4. A perusal of the said order indicates that, while the facts stated by the petitioner were not disputed in regard to the classification of goods wrongly under the relevant entries in the Act even after coming into force the Tariff Act, refund has been refused on the ground that it is time barred under Section 11-B of the Act. The general principle enunciated by judicial decisions in this country, notably in the case of Patel India (P) Ltd. : 1973ECR1(SC) is that unauthorised levy of tax or duty in whatever form collected is liable to be refunded by the State as it is not authorised by law, if the refund is demanded. Merely because a particular period is prescribed in Section 11-B of the Act that prescription does not take away the right to claim refund of unauthorised levy and thereby deny the persons who have suffered the levy, the benefit of refund.

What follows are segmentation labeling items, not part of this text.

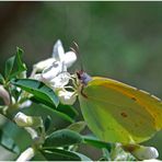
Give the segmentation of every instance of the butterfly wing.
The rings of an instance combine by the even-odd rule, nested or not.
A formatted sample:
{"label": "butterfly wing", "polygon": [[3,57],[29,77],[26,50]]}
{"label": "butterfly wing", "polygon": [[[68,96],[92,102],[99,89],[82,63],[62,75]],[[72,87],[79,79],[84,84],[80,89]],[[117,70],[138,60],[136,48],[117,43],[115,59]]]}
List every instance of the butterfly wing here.
{"label": "butterfly wing", "polygon": [[90,129],[104,141],[137,143],[162,128],[162,103],[144,91],[93,78],[82,93],[82,114]]}

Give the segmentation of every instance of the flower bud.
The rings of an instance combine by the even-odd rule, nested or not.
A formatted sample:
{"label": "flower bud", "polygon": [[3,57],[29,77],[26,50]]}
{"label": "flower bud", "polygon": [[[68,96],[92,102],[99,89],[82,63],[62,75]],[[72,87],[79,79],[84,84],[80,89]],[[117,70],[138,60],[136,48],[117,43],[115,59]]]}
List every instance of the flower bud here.
{"label": "flower bud", "polygon": [[55,58],[48,58],[48,59],[42,60],[36,65],[34,65],[34,69],[36,69],[36,71],[43,71],[45,68],[47,68],[49,65],[53,65],[53,62],[55,61],[56,61]]}
{"label": "flower bud", "polygon": [[68,92],[66,90],[59,91],[58,97],[60,102],[65,105],[72,105],[77,100],[77,96],[73,92]]}

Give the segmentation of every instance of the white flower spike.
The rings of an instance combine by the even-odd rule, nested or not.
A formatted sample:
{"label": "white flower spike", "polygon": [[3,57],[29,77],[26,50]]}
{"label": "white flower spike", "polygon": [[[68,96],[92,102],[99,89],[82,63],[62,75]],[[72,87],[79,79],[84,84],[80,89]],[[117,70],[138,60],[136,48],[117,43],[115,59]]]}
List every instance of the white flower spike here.
{"label": "white flower spike", "polygon": [[66,105],[72,105],[77,100],[74,92],[68,92],[66,90],[59,91],[58,97],[60,102]]}
{"label": "white flower spike", "polygon": [[53,59],[38,62],[35,67],[42,69],[42,73],[32,74],[32,77],[50,86],[58,94],[62,104],[71,105],[74,103],[77,96],[74,92],[66,91],[65,85],[69,83],[71,78],[67,69],[71,67],[76,60],[76,54],[72,50],[65,53],[62,43],[58,39],[54,45]]}
{"label": "white flower spike", "polygon": [[54,45],[53,58],[63,62],[67,68],[71,67],[73,62],[76,62],[77,60],[77,56],[72,50],[65,53],[65,49],[60,39],[58,39],[57,43]]}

5. Identical question arose before this Court in the case of I.T.C. Ltd. v. Union of India and Others. Applying the ration decidendi in Patel India's case, refund was directed on the ground that what is paid under a mistake of law is liable to be refunded as far as the refund is claim within the period prescribed under the general law limitation and even under Article 226 of the Constitution and the question of filing a suit would not arise for recovery of such sums. On an appeal the view expressed by the Court has been affirmed by the Division Bench of this Court in Union of India and Others v. I.T.C. Ltd. and Another [1985(21) ELT 655 (Karnataka)].

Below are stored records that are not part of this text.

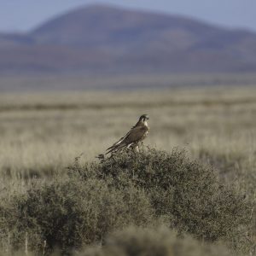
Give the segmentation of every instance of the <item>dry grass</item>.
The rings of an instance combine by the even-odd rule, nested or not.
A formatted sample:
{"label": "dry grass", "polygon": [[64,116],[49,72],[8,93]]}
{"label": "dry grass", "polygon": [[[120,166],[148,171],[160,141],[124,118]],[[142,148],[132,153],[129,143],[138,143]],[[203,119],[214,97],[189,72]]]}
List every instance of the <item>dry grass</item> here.
{"label": "dry grass", "polygon": [[142,113],[150,115],[145,141],[171,151],[185,147],[227,159],[254,157],[256,88],[162,92],[5,94],[0,96],[0,170],[68,165],[84,153],[92,160],[130,129]]}
{"label": "dry grass", "polygon": [[185,148],[255,201],[256,87],[241,86],[1,94],[0,196],[44,183],[82,153],[81,161],[93,160],[143,113],[150,116],[146,145]]}

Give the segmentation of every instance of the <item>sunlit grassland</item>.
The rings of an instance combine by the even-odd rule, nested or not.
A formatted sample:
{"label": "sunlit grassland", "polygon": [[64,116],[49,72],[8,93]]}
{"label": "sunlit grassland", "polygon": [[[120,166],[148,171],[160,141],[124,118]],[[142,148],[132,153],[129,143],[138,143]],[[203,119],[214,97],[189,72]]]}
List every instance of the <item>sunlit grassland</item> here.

6. The payment here was made by the petitioner under a mistake of law because payment of duty was not in accordance with the provisions of the Tariff Act for the period from 23-9-1987, though the Tariff Act had come into force on 1-3-1986, by calculating the rate in accordance with the provisions of the Act. It cannot be classified as a mistake of fact as contended by Mr. Padmarajaiah, learned counsel for the respondent. The amount is paid by mistake as to the law under which it was imposed to be paid and, therefore, the excess payment is resulted and it amounts to collecting excess duty under the Tariff Act. Therefore, the levy was unauthorised and it is liable to be refunded not withstanding Section 11-B of the Act. In that view of the matter, the question of permitting only partial refund and refund and refusing the remaining amounts for the different periods which have been extracted above cannot be sustained in law.

7. Learned counsel also contended that permitting refund to the petitioner would amount to allowing the amount which it has transferred to its buyers to be retained by it thereby unjustly allowing it to enrich itself. This aspect also is covered by the Supreme Court decision in Patel India's case. This contention must also be rejected.

8. Accordingly, rule issued is made absolute. The impugned orders are quashed. The refund as prayed for by the petitioner shall be made within one month from the date of this order.